Leandro também explica que o enredo é empolgante e o quanto se identificou com a personagem por amar e ser grata aos livros. Acrescentou que também havia na história informações importantes sobre a Nigéria que foram enriquecedoras na leitura.
Além de A garota que não se calou, Leandro indicou outros livros com tanta paixão, que foi inevitável que a mulher não comprasse todos os exemplares indicados.
Ao final das compras, a mulher se apresentou como Paloma Britto, informando que possuía um canal no YouTube e que gostaria que Leandro cedesse a ela uma entrevista.
A princípio Leandro negou. Temeu que fosse uma repórter disfarçada de booktuber para entrevista-lo sobre o caso de Júlio.
_ Eu confesso que cheguei até aqui por causa da entrevista da sua amiga. Ela indicou a livraria e eu fiquei encantada. Por esse motivo resolvi vir visitar o local.
_ Eu fico honrado pelo convite. Agradeço de verdade. Mas não me sinto a vontade para aparecer em público enquanto tudo isso está em evidência.
_ Eu compreendo. Mas posso te deixar o meu cartão de visitas, caso mude de ideia?
_ Claro.
A moça retirou da mochila e o entregou sorrindo, apesar de lamentar por ter sua entrevista negada. Ela saiu em seguida, cruzando com Vanessa na porta.
Vanessa ficou parada, olhando admirada Paloma se afastar e entrar no carro.
_ Puta que pariu! Puta que pariu!
_ O que foi, garota?!_ Patrícia perguntou confusa.
_ Patrícia, era a Paloma Britto! Ela é simplesmente uma das maiores booktubers do Brasil! Caralhoooo!
Patrícia e Leandro olharam confusos para Vanessa.
_ Você não sabia, pai?
_ Soube depois que ela se apresentou.
_ Que tipo de livreiro é você que não conhece Paloma Britto?! Pai, ela é a primeira booktuber brasileira! O canal dela bomba muito! Tudo que essa mulher indica do mercado editorial vende como água no deserto.
Patrícia deu um leve tapinha no braço de Leandro.
_ Homem do céu! Você se negou a dar entrevista pra ela!
_ Como assim?! Eu ouvi direito? Paloma Britto quis entrevistar o meu pai e ele se negou?! Fico maluco, cara?!
_ Eu pensei que ela fosse uma repórter como os abutres que me procuram para saber do Júlio. Pra mim, ela só estava usando a história do canal de livros para conseguir uma entrevista.
_ Sorte que ela deixou um cartão de visitas, caso o Leandro mude de ideia.

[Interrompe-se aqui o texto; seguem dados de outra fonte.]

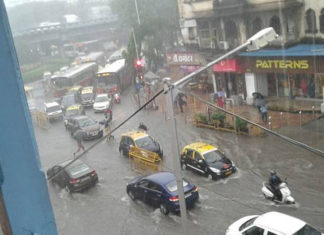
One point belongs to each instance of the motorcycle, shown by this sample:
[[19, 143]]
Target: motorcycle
[[117, 98], [284, 198]]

_ Ah mas você vai ligar pra ela agora.
Devido as insistências da filha e da amiga, no mesmo Leandro ligou para Paloma Britto marcando a entrevista para o dia seguinte.

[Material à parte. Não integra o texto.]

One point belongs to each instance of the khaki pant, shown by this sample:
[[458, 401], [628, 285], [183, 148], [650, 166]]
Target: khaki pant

O encontro aconteceu na livraria.
Além de responder as preguntas, em video Leandro mostrou a livraria em detalhes desde o jardim até a parte interna.
Vanessa também esteve presente e pediu para tirar uma foto com a booktuber. Tinha a intenção de postar, assim que Leandro a autorizasse a reativar as suas redes sociais.

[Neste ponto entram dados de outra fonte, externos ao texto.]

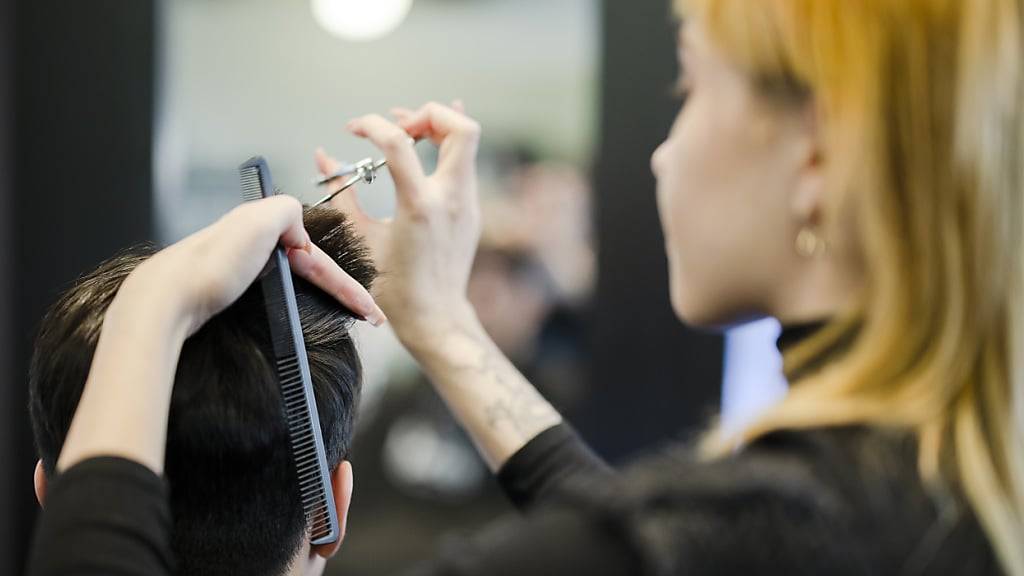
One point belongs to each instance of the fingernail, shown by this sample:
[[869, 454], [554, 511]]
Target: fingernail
[[377, 318]]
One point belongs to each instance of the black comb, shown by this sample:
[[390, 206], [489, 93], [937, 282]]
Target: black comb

Paloma se despediu depois de lanchar com todos ali presente. Prometeu que o vídeo iria ao ar na sexta-feira daquela semana.
Vanessa era a mais empolgada com tudo. Convocou a todos os amigos, parentes e conhecidos para assistirem ao vídeo da Paloma sobre a livraria do pai. Enviou para todos o link do vídeo e pediu que o compartilhassem.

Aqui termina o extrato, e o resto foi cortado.